StreamingEffect: Real-Time Human-Centric Video Effect Generation

Yiren Song, Cheng Liu, Yuxin Jiang, Mike Zheng Shou

Introduction

StreamingEffect is a real-time human-centric streaming video effect framework. Given an incoming video stream, it continuously applies expressive visual effects (accessories, makeup, stylization, atmospheric overlays, etc.) while preserving human identity, background content, and temporal consistency.

Key features:

Real-time 720p inference on a single H200 GPU (14.1 FPS)
Reference-conditioned control: inject a keyframe image to guide the effect style
Text-driven control: describe effects with natural language
Interactive switching: change reference image or text prompt on the fly during streaming
Built on Wan2.2-TI2V-5B with two-stage distillation

Installation

git clone https://github.com/showlab/StreamingEffect.git
cd StreamingEffect

# Create conda environment
conda create -n streaming_effect python=3.10
conda activate streaming_effect

# Install PyTorch (adjust CUDA version as needed)
pip install torch torchvision --index-url https://download.pytorch.org/whl/cu128

# Install dependencies
pip install diffusers transformers accelerate
pip install decord pillow numpy
pip install einops omegaconf

# Install the fastgen package (for Stage 1 & 2)
pip install -e .

Models

Pre-trained checkpoints are available on HuggingFace:

Stage	Description	Checkpoint
Teacher (Stage 0)	Bidirectional teacher, 50-step, highest quality	stage0.ckpt
Stage 1	Causal AR student, 50-step streaming	stage1.ckpt
Stage 2	Self-Forcing student, 4-step real-time	stage2.ckpt

Download with:

huggingface-cli download lc03lc/StreamingEffect --local-dir ./checkpoints

The backbone model (Wan2.2-TI2V-5B-Diffusers) will be automatically downloaded from HuggingFace on first run, or you can pre-download it:

huggingface-cli download Wan-AI/Wan2.2-TI2V-5B-Diffusers --local-dir ./models/Wan2.2-TI2V-5B-Diffusers

Dataset

VideoEffect-130K is available on HuggingFace:

The dataset contains ~130K paired human-centric videos:

70K effect-rendering samples: accessories, headwear, makeup, atmosphere overlays, style filters across 600+ categories
60K general-editing samples: object manipulation, background editing, style transfer, etc.

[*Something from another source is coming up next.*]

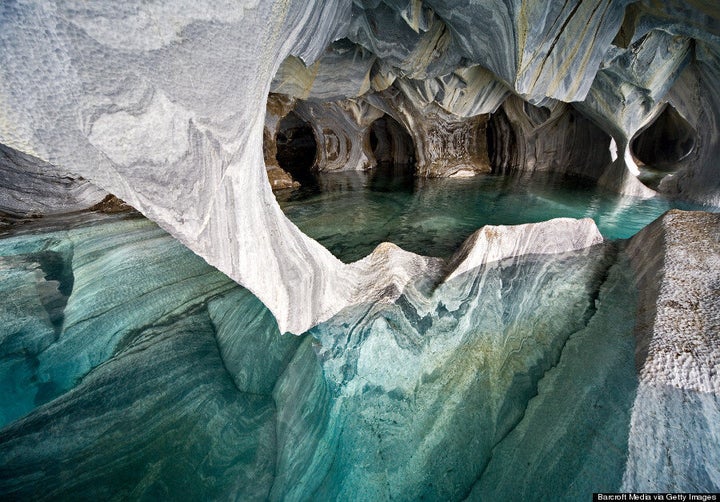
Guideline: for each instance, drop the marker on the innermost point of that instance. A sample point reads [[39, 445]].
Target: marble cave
[[359, 249]]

Each sample is a triplet: (source_video, reference_image, target_video).

Inference

Stage 2 (Real-time, recommended)

# Single GPU — image-guided (provide reference PNG)
python infer_stage2.py \
    --ckpt_path ./checkpoints/stage2.ckpt \
    --testset /path/to/testset \
    --output_dir ./outputs/stage2 \
    --max_side 1088

# Multi-GPU (4 GPUs)
CUDA_VISIBLE_DEVICES=0,1,2,3 torchrun --nproc_per_node=4 infer_stage2.py \
    --ckpt_path ./checkpoints/stage2.ckpt \
    --testset /path/to/testset \
    --output_dir ./outputs/stage2 \
    --max_side 1088

# Enable CFG (higher quality, slightly slower)
python infer_stage2.py \
    --ckpt_path ./checkpoints/stage2.ckpt \
    --testset /path/to/testset \
    --output_dir ./outputs/stage2_cfg \
    --guidance_scale 5.0 \
    --max_side 1088

Test set format: Each sample consists of {stem}.mp4 (first half = source video, second half = GT), {stem}.txt (text prompt), and optionally {stem}.png (reference effect image).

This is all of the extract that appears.